How reasonable is the proximity of these factors?

Ty Silberhorn
CEO, Apogee Enterprises

Glass, we can ship pretty far and not have to worry from that standpoint, so we can compete North America, no problem. We do ship some of that outside the U.S., but that's usually because there is some really unique coating that someone wanted, and they could only get it from, our Viracon operation. Our Framing business, you can only put aluminum on a truck and go so many miles before the freight starts to eat into the margin. So there is a bit of a regionality for our Framing business. We don't sell a lot west of the Rockies, because our furthest footprint is Dallas and Monett, Missouri, so kind of the western part of Missouri. So for that business to grow, we need footprint, west of the Rockies. So we're looking at what we do organically or inorganically to expand that business.

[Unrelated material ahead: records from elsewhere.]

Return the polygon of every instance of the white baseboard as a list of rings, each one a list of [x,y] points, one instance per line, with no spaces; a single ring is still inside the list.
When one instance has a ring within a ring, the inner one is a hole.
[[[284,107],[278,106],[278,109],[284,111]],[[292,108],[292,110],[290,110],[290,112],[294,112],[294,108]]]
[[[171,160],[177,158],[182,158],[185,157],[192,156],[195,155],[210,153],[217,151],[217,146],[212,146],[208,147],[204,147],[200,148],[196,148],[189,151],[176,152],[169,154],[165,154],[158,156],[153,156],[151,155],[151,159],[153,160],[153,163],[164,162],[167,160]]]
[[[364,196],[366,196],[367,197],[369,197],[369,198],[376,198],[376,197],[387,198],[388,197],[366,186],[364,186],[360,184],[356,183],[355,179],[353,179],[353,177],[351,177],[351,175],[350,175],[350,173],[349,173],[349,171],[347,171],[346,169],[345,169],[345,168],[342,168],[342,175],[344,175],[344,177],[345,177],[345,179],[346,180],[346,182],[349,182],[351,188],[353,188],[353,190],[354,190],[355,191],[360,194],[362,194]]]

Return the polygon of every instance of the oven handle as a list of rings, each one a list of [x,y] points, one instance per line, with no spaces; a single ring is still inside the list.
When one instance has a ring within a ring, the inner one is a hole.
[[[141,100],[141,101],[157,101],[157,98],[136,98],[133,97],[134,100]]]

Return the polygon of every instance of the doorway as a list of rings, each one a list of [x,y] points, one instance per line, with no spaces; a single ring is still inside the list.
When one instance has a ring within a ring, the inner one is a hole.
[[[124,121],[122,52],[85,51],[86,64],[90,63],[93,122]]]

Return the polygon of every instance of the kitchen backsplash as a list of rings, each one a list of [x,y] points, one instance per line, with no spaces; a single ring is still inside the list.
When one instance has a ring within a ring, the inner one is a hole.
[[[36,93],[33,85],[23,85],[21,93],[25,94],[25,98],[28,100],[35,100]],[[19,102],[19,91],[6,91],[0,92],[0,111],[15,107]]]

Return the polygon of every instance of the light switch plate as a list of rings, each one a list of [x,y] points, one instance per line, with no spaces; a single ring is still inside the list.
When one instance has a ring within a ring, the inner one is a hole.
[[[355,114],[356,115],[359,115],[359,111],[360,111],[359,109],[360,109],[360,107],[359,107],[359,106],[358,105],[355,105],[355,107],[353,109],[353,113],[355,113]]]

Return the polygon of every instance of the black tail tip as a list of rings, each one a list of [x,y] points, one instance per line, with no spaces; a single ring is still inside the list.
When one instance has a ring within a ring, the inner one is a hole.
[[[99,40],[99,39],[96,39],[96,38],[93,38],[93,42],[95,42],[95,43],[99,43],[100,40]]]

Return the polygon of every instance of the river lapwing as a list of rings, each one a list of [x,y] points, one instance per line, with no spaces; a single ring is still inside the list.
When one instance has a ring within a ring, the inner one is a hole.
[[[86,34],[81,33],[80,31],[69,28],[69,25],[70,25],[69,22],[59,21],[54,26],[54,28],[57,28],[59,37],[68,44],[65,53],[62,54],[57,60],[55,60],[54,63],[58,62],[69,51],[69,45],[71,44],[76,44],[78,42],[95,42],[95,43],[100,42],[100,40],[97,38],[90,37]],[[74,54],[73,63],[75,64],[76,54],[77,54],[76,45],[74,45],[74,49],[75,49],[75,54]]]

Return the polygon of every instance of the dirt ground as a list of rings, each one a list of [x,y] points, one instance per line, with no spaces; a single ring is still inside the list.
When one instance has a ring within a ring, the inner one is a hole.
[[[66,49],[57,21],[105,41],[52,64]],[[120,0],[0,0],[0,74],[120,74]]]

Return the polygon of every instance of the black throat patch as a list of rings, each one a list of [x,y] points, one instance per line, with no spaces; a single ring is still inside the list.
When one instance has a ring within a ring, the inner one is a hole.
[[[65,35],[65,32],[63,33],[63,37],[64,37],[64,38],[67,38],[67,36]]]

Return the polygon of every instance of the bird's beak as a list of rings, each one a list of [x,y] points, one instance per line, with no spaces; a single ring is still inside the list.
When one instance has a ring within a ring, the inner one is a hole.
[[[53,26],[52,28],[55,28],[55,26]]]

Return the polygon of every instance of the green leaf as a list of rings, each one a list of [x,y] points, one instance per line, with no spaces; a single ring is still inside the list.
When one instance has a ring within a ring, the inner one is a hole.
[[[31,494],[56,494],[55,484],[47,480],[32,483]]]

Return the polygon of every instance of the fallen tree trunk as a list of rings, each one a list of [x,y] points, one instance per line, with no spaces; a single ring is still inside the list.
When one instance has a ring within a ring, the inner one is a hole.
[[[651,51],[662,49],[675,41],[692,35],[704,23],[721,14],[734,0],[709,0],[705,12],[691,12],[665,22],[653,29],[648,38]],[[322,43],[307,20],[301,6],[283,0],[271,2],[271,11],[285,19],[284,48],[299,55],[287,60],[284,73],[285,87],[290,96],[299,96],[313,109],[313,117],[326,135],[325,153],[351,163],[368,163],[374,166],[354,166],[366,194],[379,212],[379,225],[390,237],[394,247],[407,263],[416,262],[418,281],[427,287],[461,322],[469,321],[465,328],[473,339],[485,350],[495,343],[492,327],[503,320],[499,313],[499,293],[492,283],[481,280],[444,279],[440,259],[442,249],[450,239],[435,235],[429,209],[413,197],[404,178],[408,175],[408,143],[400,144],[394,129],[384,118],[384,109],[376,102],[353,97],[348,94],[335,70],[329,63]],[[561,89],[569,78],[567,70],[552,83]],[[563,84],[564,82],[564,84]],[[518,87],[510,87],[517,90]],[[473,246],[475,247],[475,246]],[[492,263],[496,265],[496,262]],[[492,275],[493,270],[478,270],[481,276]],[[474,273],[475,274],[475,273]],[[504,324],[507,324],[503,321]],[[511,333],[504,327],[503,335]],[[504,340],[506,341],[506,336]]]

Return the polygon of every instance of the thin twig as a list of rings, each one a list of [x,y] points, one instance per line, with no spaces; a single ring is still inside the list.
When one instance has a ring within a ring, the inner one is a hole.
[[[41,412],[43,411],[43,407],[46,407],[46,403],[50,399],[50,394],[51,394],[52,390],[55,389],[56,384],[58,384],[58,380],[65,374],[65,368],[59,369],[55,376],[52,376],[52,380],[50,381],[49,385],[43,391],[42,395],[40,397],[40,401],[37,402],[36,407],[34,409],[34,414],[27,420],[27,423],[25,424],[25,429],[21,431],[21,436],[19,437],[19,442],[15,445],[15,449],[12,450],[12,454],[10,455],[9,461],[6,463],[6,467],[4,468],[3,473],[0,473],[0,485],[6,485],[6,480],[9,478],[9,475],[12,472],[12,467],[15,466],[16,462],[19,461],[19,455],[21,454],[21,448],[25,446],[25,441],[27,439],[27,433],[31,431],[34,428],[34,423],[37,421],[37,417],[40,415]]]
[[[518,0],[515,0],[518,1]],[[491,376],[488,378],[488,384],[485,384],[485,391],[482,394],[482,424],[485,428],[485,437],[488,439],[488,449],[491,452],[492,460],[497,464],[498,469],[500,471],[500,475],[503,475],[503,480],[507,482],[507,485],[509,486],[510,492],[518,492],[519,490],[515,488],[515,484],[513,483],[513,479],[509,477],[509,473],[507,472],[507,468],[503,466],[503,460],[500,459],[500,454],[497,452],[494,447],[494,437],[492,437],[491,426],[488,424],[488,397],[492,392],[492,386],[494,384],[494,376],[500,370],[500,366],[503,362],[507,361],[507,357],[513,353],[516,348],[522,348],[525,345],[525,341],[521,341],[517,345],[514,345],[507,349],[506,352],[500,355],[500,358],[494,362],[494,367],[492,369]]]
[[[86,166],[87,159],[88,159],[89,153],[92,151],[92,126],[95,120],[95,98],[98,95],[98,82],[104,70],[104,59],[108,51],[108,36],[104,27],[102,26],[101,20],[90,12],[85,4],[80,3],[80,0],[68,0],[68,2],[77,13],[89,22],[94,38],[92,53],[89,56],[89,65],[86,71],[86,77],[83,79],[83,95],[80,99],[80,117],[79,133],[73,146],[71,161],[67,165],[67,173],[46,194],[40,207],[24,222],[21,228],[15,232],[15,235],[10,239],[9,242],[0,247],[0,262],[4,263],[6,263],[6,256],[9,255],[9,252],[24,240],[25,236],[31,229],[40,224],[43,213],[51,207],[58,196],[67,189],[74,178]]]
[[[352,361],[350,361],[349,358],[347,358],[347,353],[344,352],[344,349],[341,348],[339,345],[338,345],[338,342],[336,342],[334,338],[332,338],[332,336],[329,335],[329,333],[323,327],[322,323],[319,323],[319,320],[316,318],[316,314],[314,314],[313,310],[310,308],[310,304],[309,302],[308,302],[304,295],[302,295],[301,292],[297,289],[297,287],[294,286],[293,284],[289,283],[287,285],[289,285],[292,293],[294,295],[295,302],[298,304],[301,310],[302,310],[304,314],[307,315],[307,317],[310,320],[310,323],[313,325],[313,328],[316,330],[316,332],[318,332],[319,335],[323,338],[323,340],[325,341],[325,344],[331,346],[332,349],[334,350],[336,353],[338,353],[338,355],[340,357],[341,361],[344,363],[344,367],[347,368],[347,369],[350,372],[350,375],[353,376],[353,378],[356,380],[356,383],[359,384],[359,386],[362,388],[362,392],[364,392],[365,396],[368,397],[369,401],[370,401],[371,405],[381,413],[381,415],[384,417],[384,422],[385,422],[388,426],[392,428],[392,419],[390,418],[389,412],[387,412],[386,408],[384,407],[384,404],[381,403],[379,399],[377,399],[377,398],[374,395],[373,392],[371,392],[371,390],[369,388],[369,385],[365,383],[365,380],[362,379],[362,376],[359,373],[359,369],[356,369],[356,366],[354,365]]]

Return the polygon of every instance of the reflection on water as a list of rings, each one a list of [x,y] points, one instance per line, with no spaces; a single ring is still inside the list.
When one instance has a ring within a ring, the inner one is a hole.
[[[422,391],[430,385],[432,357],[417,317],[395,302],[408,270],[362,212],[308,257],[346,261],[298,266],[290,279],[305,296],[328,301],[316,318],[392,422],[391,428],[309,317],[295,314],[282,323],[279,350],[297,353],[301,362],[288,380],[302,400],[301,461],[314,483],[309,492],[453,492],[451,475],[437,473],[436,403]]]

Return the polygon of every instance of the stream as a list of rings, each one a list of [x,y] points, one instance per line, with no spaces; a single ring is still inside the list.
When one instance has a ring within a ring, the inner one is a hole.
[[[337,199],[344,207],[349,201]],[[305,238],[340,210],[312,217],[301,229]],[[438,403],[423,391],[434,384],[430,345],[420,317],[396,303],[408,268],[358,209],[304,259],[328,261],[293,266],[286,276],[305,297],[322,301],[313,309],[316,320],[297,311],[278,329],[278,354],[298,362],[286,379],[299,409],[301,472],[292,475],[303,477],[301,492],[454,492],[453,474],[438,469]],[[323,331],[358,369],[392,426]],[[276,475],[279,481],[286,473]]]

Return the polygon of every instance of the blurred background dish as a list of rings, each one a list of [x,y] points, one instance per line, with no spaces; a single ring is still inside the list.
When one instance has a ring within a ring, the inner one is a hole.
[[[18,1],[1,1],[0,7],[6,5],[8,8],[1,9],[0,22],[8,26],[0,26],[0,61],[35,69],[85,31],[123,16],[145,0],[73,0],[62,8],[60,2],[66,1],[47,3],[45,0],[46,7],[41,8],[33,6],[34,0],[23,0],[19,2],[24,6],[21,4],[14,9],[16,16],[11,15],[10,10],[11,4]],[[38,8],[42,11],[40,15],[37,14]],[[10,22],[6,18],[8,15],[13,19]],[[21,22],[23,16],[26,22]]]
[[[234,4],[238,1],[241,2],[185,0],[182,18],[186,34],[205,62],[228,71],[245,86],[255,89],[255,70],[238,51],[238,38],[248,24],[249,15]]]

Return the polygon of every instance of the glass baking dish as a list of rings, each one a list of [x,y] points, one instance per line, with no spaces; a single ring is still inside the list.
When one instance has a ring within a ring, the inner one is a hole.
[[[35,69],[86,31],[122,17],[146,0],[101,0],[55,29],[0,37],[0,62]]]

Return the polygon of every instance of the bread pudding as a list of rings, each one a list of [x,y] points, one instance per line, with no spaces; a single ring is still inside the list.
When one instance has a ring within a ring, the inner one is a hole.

I think we have time for one more. Was there one more? Yep.

Speaker 6

How much of the business is new construction?

Ty Silberhorn
CEO, Apogee Enterprises

Yeah, we right now, historically, have over indexed in new construction. And we actually historically haven't called it out, because even a total reskin on a building where they're pulling off the curtain wall, to us, looks like a new construction. It's the same. So as we look at where we invest organically, and then on the acquisition side, how do we gain exposure to R&R and start to drive that as a bigger part of our portfolio? So that's a big upside opportunity for us. I think we're out of time. Thank you very much. Appreciate the questions.